Municipalities rely on property taxes and user fees that do not grow with the economy for 75% of revenues. Considering Canada’s estimated $123 billion municipal infrastructure deficit resulting from years of underfunding, this budget offers but a drop in the bucket. While the new money is welcome, it may not help to actually get municipal infrastructure shovels into the grounds.

Since its announcement in 2007, only $300 million of the $1.5 billion Building Canada Fund has been spent. This new money may also never be spent because of the strings attached.

Investing in local infrastructure requires long term funding. Many communities can’t afford to match federal contributions themselves, especially since most municipalities have already set their capital budgets for 2009. This may promote privatization through p3s as communities to seek private finance for their share in order to match the federal contribution.

The current financial crisis has clearly demonstrated the dangers and high cost of relying on private corporations and markets to manage risks and provide public services. P3s are more expensive, risky, time consuming and less accountable than traditional forms of public infrastructure investment.

This infrastructure investment is supposed to stimulate the economy, but these short term investments will not generate the sustainable employment and reliable funding communities need.

What would be better choices?

Municipalities alone require a minimum of $12 billion a year to eliminate the estimated $123 billion deficit within 10 years. This could have been funded by reversing the latest 1 percent GST cut and redirecting these revenues to a public infrastructure fund for communities.

This and other new money could flow through the existing Gas Tax transfer mechanism which has a proven track record of ensuring efficiency and accountability.

A national transit strategy alone requires $40 billion over 5 years. This budget could have invested at minimum $2 billion per year.

Communities already pay for enough. Requiring that municipalities match any funds from the federal government negates the years of neglect and underfunding and the federal imperative to support local economic development. If they wanted these same dollars to actually be spent, the federal government could have used the pre-existing gas tax mechanism that already directs infrastructure funds to the cities.

Federal Budget 2009 represents a missed opportunity. Federal municipal infrastructure spending designed to stimulate the economy should target new projects, repairs and upgrades that are ready to go.

The Federation of Canadian Municipalities has prepared a list of thousands of project across the country that have either completed their environmental assessments or do not require them since they are not expanding any environmental footprints. These include 386 water and wastewater projects projected to create more than 30,000 jobs, 144 public transit projects expected to create more than 86,000 jobs and 362 projects in roads and bridges expected to create more than 23,000 jobs.

Communities require long term, multi-year investments that strengthen the public sector.
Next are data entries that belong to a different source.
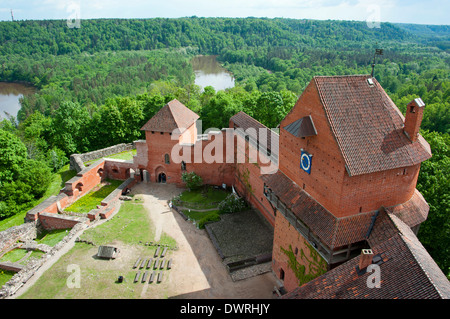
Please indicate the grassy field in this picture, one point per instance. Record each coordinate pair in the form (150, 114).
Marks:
(201, 205)
(128, 230)
(204, 198)
(90, 201)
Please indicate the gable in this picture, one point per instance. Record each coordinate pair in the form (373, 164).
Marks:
(367, 125)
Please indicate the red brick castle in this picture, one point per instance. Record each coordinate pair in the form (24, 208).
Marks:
(338, 185)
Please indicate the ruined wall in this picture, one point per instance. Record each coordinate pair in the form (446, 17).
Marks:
(10, 236)
(76, 160)
(294, 260)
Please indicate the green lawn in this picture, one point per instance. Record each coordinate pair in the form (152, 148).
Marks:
(51, 238)
(129, 226)
(5, 276)
(204, 198)
(201, 218)
(90, 201)
(14, 255)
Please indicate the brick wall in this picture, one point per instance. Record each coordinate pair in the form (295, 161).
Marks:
(329, 182)
(56, 221)
(287, 237)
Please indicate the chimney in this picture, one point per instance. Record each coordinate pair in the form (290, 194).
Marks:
(365, 259)
(413, 118)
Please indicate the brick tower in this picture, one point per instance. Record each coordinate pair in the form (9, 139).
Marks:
(345, 153)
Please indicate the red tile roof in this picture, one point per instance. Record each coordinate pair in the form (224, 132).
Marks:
(367, 125)
(332, 231)
(245, 121)
(173, 116)
(407, 271)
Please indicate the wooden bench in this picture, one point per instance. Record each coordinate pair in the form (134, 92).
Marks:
(136, 278)
(157, 251)
(137, 262)
(152, 277)
(160, 276)
(144, 278)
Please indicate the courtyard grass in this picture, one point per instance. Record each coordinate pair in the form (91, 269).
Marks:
(203, 198)
(5, 276)
(90, 201)
(51, 238)
(58, 181)
(130, 228)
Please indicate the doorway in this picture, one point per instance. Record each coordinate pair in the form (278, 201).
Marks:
(162, 178)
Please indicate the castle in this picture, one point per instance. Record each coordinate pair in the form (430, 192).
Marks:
(337, 183)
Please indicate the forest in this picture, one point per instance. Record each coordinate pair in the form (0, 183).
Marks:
(98, 84)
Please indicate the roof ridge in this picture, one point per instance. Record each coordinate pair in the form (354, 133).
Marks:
(415, 243)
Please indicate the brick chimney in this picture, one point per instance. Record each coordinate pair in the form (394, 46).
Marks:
(365, 259)
(413, 118)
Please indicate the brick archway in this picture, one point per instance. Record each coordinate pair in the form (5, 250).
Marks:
(160, 174)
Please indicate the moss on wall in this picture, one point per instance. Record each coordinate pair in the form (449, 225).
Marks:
(312, 265)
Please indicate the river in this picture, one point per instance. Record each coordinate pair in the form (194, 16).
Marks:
(10, 93)
(209, 72)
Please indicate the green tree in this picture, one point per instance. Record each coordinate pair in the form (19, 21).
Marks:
(434, 183)
(69, 128)
(192, 180)
(13, 155)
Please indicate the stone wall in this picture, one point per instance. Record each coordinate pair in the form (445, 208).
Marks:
(19, 279)
(10, 236)
(76, 160)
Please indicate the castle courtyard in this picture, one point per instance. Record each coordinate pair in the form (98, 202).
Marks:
(197, 270)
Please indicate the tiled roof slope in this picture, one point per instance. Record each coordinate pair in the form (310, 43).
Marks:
(173, 116)
(367, 125)
(335, 232)
(407, 270)
(245, 121)
(332, 231)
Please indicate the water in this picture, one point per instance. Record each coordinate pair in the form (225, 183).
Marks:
(208, 72)
(10, 93)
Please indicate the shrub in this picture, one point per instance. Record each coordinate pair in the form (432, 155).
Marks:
(213, 217)
(192, 180)
(231, 204)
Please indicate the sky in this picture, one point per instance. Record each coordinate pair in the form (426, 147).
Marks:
(403, 11)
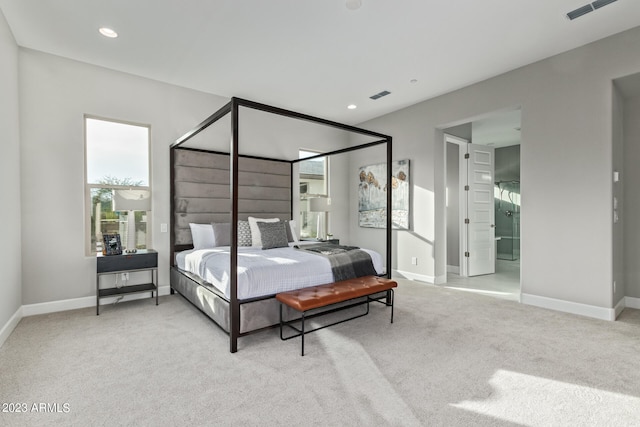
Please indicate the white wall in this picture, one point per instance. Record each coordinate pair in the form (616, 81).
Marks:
(566, 154)
(631, 208)
(618, 226)
(55, 93)
(453, 206)
(10, 250)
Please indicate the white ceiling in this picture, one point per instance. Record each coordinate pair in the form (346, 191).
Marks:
(316, 56)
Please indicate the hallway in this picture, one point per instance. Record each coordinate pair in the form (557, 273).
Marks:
(505, 283)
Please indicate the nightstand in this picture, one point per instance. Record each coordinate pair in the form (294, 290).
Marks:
(143, 260)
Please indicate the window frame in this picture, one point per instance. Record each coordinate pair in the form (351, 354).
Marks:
(325, 193)
(88, 249)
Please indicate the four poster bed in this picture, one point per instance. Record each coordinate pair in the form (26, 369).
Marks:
(229, 210)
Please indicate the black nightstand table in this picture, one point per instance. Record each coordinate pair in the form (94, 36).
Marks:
(143, 260)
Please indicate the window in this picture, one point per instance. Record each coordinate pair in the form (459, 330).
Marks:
(117, 160)
(313, 176)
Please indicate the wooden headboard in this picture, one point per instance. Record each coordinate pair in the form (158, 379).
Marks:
(202, 190)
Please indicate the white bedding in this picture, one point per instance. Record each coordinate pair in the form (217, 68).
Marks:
(262, 272)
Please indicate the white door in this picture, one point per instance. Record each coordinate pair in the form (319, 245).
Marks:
(481, 253)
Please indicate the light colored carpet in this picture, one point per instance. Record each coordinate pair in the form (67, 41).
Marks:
(449, 358)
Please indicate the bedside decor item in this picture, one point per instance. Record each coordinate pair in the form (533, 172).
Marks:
(111, 244)
(372, 195)
(322, 205)
(143, 260)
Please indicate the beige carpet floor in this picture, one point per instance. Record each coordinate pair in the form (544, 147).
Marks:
(450, 358)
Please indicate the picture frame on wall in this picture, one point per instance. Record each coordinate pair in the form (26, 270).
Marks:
(372, 195)
(111, 244)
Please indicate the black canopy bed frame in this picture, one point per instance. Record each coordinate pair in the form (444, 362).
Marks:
(227, 312)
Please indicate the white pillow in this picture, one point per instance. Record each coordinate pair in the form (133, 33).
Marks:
(202, 236)
(256, 240)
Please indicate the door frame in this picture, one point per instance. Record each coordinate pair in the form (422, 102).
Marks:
(462, 199)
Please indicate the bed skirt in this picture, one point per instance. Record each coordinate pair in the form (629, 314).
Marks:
(254, 315)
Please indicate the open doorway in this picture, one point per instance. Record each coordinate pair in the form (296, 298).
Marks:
(499, 133)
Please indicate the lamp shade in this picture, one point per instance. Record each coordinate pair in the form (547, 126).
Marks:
(131, 200)
(320, 204)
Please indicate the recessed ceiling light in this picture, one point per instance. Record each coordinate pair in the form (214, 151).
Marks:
(108, 32)
(353, 4)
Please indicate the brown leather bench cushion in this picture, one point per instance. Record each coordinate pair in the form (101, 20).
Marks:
(331, 293)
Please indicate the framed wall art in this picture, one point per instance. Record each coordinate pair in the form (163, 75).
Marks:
(372, 195)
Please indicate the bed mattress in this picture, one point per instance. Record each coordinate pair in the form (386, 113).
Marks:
(262, 272)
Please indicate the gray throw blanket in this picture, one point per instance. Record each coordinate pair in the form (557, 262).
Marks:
(347, 262)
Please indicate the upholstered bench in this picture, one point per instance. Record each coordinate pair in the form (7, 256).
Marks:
(315, 297)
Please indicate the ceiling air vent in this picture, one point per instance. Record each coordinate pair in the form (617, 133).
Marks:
(599, 3)
(588, 8)
(380, 95)
(579, 12)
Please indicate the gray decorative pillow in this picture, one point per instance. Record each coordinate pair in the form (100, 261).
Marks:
(244, 234)
(222, 233)
(273, 234)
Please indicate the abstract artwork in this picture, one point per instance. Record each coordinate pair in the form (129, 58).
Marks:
(372, 195)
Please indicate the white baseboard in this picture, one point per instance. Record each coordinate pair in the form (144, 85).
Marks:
(10, 326)
(73, 304)
(414, 276)
(619, 307)
(569, 307)
(453, 269)
(632, 302)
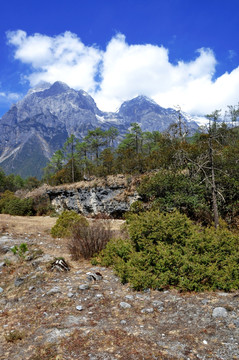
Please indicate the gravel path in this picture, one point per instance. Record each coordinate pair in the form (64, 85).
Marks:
(80, 314)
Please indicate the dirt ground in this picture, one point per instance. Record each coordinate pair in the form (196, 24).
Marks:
(50, 315)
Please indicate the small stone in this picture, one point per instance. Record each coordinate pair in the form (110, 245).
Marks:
(147, 310)
(99, 296)
(54, 290)
(84, 287)
(157, 303)
(18, 282)
(94, 276)
(219, 312)
(125, 305)
(236, 322)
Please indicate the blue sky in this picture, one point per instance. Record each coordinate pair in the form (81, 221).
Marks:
(178, 52)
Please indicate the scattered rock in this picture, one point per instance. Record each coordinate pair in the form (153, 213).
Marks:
(147, 310)
(54, 290)
(94, 276)
(18, 282)
(157, 303)
(99, 296)
(60, 265)
(125, 305)
(219, 312)
(236, 322)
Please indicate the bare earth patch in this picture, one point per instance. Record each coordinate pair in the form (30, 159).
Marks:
(47, 314)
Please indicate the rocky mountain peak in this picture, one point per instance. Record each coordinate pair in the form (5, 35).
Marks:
(38, 125)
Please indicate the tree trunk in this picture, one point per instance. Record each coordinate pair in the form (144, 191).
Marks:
(214, 192)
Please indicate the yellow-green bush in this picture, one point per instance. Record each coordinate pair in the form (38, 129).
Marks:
(168, 250)
(66, 222)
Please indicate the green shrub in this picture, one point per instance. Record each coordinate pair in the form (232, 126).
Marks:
(65, 223)
(20, 250)
(168, 250)
(11, 204)
(168, 191)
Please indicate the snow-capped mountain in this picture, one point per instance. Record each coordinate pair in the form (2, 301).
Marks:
(34, 128)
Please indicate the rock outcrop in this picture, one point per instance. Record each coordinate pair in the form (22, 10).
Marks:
(112, 195)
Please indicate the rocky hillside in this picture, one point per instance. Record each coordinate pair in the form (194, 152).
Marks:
(65, 315)
(38, 125)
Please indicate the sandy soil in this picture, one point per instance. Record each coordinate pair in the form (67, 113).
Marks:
(44, 315)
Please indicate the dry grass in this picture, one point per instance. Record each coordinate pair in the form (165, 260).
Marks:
(89, 240)
(31, 225)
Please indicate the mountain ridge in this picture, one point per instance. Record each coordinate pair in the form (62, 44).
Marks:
(40, 123)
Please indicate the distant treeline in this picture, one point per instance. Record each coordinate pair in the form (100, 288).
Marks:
(197, 175)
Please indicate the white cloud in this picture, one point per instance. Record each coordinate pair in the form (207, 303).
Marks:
(125, 71)
(63, 57)
(8, 97)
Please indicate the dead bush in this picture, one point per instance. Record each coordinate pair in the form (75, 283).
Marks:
(89, 240)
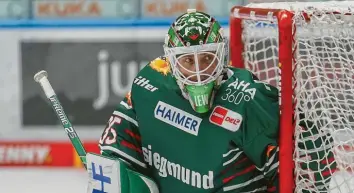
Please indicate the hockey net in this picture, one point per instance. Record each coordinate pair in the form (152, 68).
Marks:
(307, 51)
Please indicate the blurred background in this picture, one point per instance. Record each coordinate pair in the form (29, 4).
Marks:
(92, 50)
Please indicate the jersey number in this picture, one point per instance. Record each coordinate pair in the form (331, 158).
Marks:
(108, 140)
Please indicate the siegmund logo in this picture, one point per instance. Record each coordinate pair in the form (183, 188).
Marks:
(167, 168)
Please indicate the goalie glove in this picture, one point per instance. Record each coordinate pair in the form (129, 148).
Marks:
(108, 175)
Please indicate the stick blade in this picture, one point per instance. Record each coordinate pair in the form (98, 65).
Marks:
(39, 75)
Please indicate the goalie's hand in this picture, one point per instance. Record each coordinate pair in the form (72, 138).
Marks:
(115, 176)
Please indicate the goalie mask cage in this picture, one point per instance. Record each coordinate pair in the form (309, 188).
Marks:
(307, 51)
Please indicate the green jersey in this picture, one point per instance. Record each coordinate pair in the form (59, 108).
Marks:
(231, 148)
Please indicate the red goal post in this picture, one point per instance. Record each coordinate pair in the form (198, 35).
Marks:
(307, 51)
(285, 59)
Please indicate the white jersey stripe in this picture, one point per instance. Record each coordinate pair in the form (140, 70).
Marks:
(124, 155)
(125, 117)
(228, 153)
(270, 161)
(125, 105)
(237, 186)
(232, 159)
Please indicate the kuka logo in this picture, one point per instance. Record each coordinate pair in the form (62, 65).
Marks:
(226, 118)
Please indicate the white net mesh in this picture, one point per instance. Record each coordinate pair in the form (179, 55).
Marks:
(324, 88)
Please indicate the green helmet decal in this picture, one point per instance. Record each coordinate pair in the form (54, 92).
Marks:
(194, 28)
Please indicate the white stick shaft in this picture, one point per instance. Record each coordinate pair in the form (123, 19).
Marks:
(47, 88)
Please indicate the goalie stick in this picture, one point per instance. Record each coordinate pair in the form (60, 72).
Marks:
(42, 78)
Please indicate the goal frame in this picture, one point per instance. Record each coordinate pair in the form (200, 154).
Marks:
(286, 89)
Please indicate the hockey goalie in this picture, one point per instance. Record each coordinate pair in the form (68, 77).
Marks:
(191, 123)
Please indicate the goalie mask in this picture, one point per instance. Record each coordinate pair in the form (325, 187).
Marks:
(196, 50)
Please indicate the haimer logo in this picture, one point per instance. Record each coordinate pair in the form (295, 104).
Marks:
(177, 118)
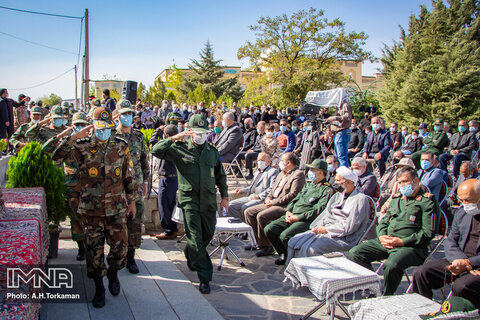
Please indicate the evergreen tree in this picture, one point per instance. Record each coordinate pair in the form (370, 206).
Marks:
(433, 71)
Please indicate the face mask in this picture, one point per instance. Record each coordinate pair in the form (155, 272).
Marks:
(199, 138)
(425, 164)
(57, 122)
(471, 209)
(407, 190)
(262, 165)
(311, 176)
(103, 134)
(126, 120)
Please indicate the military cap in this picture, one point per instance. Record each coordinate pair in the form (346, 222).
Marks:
(318, 164)
(198, 124)
(124, 106)
(102, 118)
(79, 118)
(37, 110)
(57, 112)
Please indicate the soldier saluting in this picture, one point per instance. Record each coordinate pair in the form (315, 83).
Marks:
(199, 171)
(108, 196)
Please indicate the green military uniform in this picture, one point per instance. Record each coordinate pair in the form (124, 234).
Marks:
(138, 154)
(199, 170)
(107, 187)
(20, 135)
(436, 143)
(415, 221)
(173, 118)
(307, 205)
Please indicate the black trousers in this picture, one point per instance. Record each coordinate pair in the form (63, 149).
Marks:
(431, 276)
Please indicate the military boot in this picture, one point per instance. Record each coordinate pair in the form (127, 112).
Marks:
(113, 282)
(99, 298)
(131, 265)
(81, 250)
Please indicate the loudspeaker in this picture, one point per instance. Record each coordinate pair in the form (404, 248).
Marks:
(129, 91)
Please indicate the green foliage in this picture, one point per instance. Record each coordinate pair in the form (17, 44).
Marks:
(33, 168)
(208, 74)
(147, 134)
(300, 53)
(433, 71)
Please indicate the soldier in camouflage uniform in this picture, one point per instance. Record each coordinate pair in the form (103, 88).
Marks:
(108, 195)
(19, 138)
(42, 132)
(138, 154)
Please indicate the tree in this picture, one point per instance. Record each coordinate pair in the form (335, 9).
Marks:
(433, 71)
(301, 52)
(208, 74)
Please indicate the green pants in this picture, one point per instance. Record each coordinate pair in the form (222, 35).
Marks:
(134, 226)
(398, 259)
(199, 229)
(279, 232)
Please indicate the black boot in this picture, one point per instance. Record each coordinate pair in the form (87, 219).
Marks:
(131, 265)
(81, 250)
(99, 298)
(113, 282)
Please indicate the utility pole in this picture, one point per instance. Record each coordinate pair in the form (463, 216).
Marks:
(86, 63)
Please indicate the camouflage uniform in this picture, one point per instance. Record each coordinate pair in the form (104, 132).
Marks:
(107, 187)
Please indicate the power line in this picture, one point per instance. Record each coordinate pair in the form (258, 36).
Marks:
(41, 13)
(38, 44)
(41, 84)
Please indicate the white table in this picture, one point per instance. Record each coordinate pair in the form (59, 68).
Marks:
(228, 231)
(330, 278)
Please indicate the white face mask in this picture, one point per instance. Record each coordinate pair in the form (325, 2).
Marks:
(199, 138)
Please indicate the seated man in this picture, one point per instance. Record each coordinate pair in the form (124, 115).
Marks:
(462, 145)
(430, 177)
(404, 233)
(340, 226)
(230, 140)
(301, 211)
(258, 190)
(367, 182)
(288, 184)
(462, 252)
(378, 145)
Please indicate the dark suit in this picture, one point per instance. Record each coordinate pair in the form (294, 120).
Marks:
(431, 275)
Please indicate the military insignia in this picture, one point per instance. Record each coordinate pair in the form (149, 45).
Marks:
(93, 172)
(446, 307)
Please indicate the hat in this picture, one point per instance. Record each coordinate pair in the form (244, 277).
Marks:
(318, 164)
(347, 174)
(124, 106)
(37, 110)
(79, 118)
(102, 118)
(198, 124)
(452, 305)
(56, 112)
(405, 162)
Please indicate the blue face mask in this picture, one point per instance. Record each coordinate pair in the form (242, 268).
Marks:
(425, 164)
(126, 120)
(57, 122)
(407, 190)
(103, 134)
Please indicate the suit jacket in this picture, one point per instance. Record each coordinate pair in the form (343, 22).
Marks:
(384, 143)
(263, 185)
(457, 239)
(228, 142)
(293, 184)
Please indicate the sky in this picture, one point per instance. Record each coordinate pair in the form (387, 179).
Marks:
(136, 40)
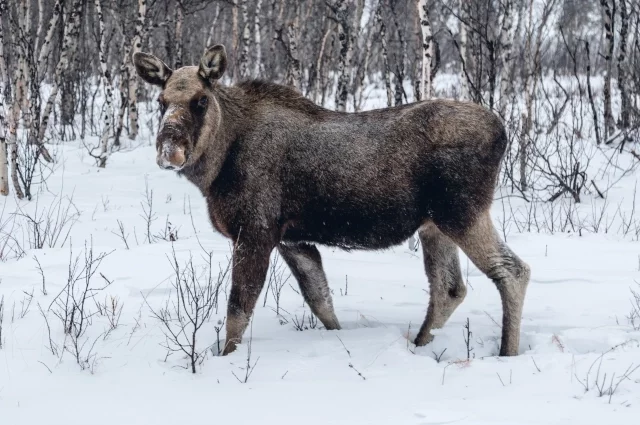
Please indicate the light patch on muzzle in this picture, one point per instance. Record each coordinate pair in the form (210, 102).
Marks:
(170, 155)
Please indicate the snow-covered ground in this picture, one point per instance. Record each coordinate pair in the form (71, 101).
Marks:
(575, 331)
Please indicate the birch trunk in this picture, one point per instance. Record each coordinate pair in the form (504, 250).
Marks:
(427, 50)
(246, 36)
(507, 34)
(464, 41)
(136, 45)
(339, 8)
(4, 166)
(46, 46)
(234, 42)
(359, 89)
(385, 54)
(319, 63)
(609, 14)
(108, 90)
(69, 42)
(257, 69)
(179, 40)
(209, 41)
(622, 67)
(295, 73)
(123, 90)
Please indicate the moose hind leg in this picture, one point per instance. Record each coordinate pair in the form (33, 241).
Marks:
(447, 289)
(510, 274)
(306, 265)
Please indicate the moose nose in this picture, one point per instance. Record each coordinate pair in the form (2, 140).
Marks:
(171, 157)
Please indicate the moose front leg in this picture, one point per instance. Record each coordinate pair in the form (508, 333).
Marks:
(250, 265)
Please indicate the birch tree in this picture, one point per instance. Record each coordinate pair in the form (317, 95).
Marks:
(622, 67)
(385, 54)
(427, 50)
(341, 12)
(4, 76)
(257, 40)
(69, 44)
(106, 84)
(608, 9)
(136, 45)
(246, 38)
(179, 41)
(507, 35)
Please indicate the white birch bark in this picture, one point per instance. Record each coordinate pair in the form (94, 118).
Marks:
(507, 35)
(235, 35)
(319, 69)
(257, 40)
(216, 16)
(179, 39)
(385, 54)
(464, 40)
(136, 45)
(427, 50)
(339, 8)
(296, 75)
(105, 75)
(46, 46)
(609, 21)
(246, 36)
(4, 76)
(69, 42)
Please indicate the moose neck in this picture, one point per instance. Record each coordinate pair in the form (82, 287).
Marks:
(234, 115)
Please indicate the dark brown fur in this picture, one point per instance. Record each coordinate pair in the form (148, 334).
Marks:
(281, 172)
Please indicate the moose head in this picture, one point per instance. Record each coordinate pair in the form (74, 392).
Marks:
(190, 111)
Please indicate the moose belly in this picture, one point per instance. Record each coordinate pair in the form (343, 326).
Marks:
(357, 227)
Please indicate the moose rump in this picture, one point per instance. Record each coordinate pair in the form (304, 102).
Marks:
(279, 172)
(370, 180)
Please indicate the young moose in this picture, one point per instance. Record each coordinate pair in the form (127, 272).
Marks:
(280, 172)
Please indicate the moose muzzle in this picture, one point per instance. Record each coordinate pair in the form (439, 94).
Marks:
(172, 140)
(171, 156)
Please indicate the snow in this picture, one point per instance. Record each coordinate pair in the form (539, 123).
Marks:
(368, 373)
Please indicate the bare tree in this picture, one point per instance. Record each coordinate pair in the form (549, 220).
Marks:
(609, 11)
(107, 87)
(257, 68)
(136, 45)
(341, 13)
(427, 50)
Investments should be targeted to use local industry and benefit public and private sector workers so that skills and economic benefits remain in local economies.

The federal government could strengthen our communities by replacing P3 Canada Inc and the federal P3 Fund with a Public Assets Financing Agency and a Public Assets Fund to support securing lower cost financing for public infrastructure projects and allow the public and pension plans to invest in the secure, long term public benefits of public infrastructure and services.

Ownership and control of community assets allows governments to take action on environmental protection through improvement of public infrastructure and services. Unlike P3s, which result in a loss of local control, local economic benefits and higher costs, public ownership allows for efficient spending of the public’s tax dollars and provision of quality municipal infrastructure and services.